Pour les clients tenant à recevoir leurs commandes chez eux plutôt que de se rendre au magasin le plus proche, les boutiques offrent de formidables entrepôts pour la livraison finale. Amazon Prime propose ainsi de livrer le jour même, voir dans l’heure suivant la commande. Il est évident que pour assurer de tels délais à un coût raisonnable, les grands entrepôts situés en périphérie des villes ne suffisent plus. À San Francisco, ces livraisons express sont ainsi effectuées depuis un petit entrepôt localisé dans le Dogpatch, ancien quartier portuaire de la ville. Mais trouver des entrepôts de grande taille en centre-ville peut relever de la gageure, surtout dans une ville dense et onéreuse comme San Francisco. Dans ce cas de figure, les Whole Foods peuvent ainsi servir de mini-entrepôts répartis dans toute la ville.

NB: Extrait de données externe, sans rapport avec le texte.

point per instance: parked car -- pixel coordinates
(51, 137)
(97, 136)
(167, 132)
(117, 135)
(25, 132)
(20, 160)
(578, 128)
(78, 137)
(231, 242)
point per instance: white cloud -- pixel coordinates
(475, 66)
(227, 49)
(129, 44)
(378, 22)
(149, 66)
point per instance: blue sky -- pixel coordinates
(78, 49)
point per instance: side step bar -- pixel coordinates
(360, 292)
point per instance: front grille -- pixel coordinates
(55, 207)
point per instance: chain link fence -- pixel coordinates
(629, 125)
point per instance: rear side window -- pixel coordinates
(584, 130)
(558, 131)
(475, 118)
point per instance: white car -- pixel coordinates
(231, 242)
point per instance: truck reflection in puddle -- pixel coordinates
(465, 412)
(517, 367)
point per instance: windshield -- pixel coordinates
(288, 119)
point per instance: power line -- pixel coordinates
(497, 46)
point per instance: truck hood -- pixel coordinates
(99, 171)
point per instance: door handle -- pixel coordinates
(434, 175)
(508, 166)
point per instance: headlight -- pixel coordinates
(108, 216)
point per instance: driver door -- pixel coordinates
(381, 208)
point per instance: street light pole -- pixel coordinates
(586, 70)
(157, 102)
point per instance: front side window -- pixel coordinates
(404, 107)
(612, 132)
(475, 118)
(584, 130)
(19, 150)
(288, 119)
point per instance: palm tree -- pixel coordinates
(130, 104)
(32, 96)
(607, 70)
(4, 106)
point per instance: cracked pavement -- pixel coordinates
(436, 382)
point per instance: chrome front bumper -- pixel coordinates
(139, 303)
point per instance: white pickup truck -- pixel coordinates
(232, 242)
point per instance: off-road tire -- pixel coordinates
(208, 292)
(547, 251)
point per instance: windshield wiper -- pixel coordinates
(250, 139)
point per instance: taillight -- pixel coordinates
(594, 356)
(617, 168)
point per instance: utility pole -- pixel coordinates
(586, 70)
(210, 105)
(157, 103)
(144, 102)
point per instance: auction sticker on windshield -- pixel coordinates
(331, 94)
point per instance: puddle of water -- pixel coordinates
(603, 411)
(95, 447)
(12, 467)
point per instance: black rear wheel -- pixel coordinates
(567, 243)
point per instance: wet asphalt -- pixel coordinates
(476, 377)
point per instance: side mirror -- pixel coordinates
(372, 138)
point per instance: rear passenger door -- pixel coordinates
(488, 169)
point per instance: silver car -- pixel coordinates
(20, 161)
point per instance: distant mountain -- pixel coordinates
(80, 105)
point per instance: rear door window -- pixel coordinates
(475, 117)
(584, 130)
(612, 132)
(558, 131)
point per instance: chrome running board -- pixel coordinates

Dernière option pour maintenir les coûts du « last mile delivery » à un niveau raisonnable : s’appuyer sur une main-d’oeuvre multi-tâches. Ainsi, Walmart expérimente actuellement un programme proposant aux employés de ses supermarchés d’effectuer des livraisons sur leur trajet entre domicile et lieu de travail, contre une rémunération supplémentaire. 90% des Américains vivant dans un rayon de dix miles (environ 16km) autour de l’un de leurs 4 700 magasins, ce système devrait offrir à l’entreprise une excellente couverture du territoire. Elle permet à Walmart d’économiser sur les coûts de livraison, et à ses employés d’accroître leurs revenus.

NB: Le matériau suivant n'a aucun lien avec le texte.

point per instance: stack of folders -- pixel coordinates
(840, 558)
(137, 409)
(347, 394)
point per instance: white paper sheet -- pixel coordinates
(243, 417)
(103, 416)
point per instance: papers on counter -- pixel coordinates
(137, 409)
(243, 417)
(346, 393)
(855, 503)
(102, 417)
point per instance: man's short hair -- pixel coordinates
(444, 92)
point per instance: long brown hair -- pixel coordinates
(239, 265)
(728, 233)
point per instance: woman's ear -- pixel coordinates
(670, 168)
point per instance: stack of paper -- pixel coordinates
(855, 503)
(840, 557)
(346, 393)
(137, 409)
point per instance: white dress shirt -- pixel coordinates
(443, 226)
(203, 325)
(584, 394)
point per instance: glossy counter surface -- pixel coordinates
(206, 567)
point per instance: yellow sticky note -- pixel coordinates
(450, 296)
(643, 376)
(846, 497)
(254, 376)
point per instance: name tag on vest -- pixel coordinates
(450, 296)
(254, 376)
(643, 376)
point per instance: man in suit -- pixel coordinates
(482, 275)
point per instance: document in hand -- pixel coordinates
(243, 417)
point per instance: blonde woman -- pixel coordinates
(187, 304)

Les supermarchés se réinventent grâce aux innovations du commerce en ligne

Enfin, on voit également apparaître de nouvelles formes de magasins hybrides, inspirés à la fois du commerce en ligne et en boutique. Nous évoquions ainsi plus haut le concept Amazon Go, qui vise à supprimer les files d’attente afin de rendre l’achat au supermarché aussi pratique que la commande en ligne. Vision par ordinateur et intelligence artificielle permettent de scanner automatiquement les produits que le client met dans son panier, et le montant total lui est automatiquement facturé via l’application correspondante. La start-up suédoise Wheelys expérimente un concept similaire, avec sa boutique Wheelys 247, ouverte en permanence, sans aucun travailleur humain à l’intérieur.

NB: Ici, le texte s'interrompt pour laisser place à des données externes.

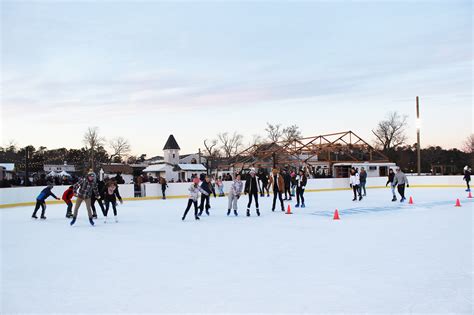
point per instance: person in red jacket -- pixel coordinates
(67, 196)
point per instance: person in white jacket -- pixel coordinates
(194, 190)
(354, 183)
(234, 194)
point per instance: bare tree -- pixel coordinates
(120, 148)
(468, 145)
(92, 142)
(230, 144)
(211, 147)
(291, 133)
(390, 133)
(274, 132)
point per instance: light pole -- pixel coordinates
(418, 127)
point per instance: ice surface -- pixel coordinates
(380, 257)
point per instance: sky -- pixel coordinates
(145, 69)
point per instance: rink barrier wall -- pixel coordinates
(26, 196)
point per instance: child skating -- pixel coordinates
(194, 191)
(234, 194)
(83, 190)
(41, 201)
(111, 195)
(252, 187)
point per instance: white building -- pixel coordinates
(173, 167)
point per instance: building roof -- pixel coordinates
(9, 167)
(192, 167)
(171, 144)
(156, 168)
(117, 168)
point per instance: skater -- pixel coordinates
(111, 194)
(100, 188)
(41, 201)
(287, 182)
(67, 196)
(207, 187)
(264, 179)
(363, 181)
(301, 181)
(467, 177)
(252, 187)
(164, 185)
(234, 194)
(400, 180)
(293, 183)
(194, 190)
(391, 177)
(354, 182)
(277, 185)
(83, 191)
(220, 186)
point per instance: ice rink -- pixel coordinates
(382, 256)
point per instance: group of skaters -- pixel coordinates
(105, 193)
(278, 182)
(87, 190)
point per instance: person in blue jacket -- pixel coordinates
(41, 201)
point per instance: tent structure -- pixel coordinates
(302, 152)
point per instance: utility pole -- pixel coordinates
(418, 127)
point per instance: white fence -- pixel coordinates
(18, 196)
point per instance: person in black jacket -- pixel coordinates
(301, 182)
(41, 201)
(100, 188)
(264, 179)
(390, 180)
(467, 177)
(252, 187)
(111, 194)
(287, 180)
(207, 187)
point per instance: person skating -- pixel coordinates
(363, 181)
(83, 191)
(94, 199)
(264, 179)
(194, 190)
(277, 185)
(41, 201)
(164, 185)
(354, 183)
(234, 194)
(467, 177)
(301, 182)
(205, 199)
(252, 187)
(287, 182)
(67, 197)
(391, 177)
(111, 194)
(400, 180)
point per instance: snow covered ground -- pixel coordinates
(380, 257)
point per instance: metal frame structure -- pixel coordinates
(333, 148)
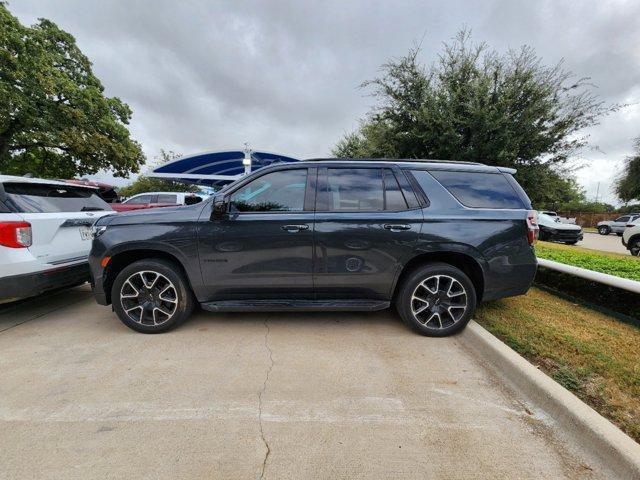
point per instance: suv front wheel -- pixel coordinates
(151, 296)
(436, 300)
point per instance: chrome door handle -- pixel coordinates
(294, 228)
(397, 228)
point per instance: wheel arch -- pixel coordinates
(464, 261)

Difficile de prévoir si ce magasin sans présence humaine saura séduire les consommateurs. En revanche, il est probable que le magasin du futur gère ses stocks de manière plus intelligente, grâce aux enseignements du commerce en ligne. Ainsi, l’intelligence artificielle développée par Amazon pour faire des recommandations à chaque utilisateur en fonction de ses recherches effectuées et de ses achats précédents est employée par l’entreprise pour approvisionner ses librairies. En fonction du quartier où se trouve la librairie, Amazon utilise son intelligence artificielle pour sonder les préférences des habitants et approvisionner ses rayonnages en fonction. Une technique qui sera sans doute bientôt mise en place chez Whole Foods. On peut même imaginer le principe de recommandations en ligne individualisées transposé au magasin physique. Ainsi, si Amazon repère que tel consommateur achète chaque semaine un litre de lait dans un de ses magasins Whole Foods ou Amazon Go, un rappel sur son application pourrait lui suggérer de ne pas l’oublier le jour venu. Une liste de course pré-remplie pourrait ainsi être proposée à chacun pour ses achats les plus récurrents. Parce que certains consommateurs souhaiteront toujours pouvoir choisir leurs produits en boutique, essayer, bénéficier d’un contact physique et visuel avant d’acheter, et parce que certaines tranches de la population ne se servent que très peu de l’internet, le commerce en boutique sera toujours une nécessité. Mais grâce au développement du commerce en ligne, nous assistons aujourd’hui à sa réinvention progressive, afin d’offrir une expérience plus efficace et personnalisée au consommateur.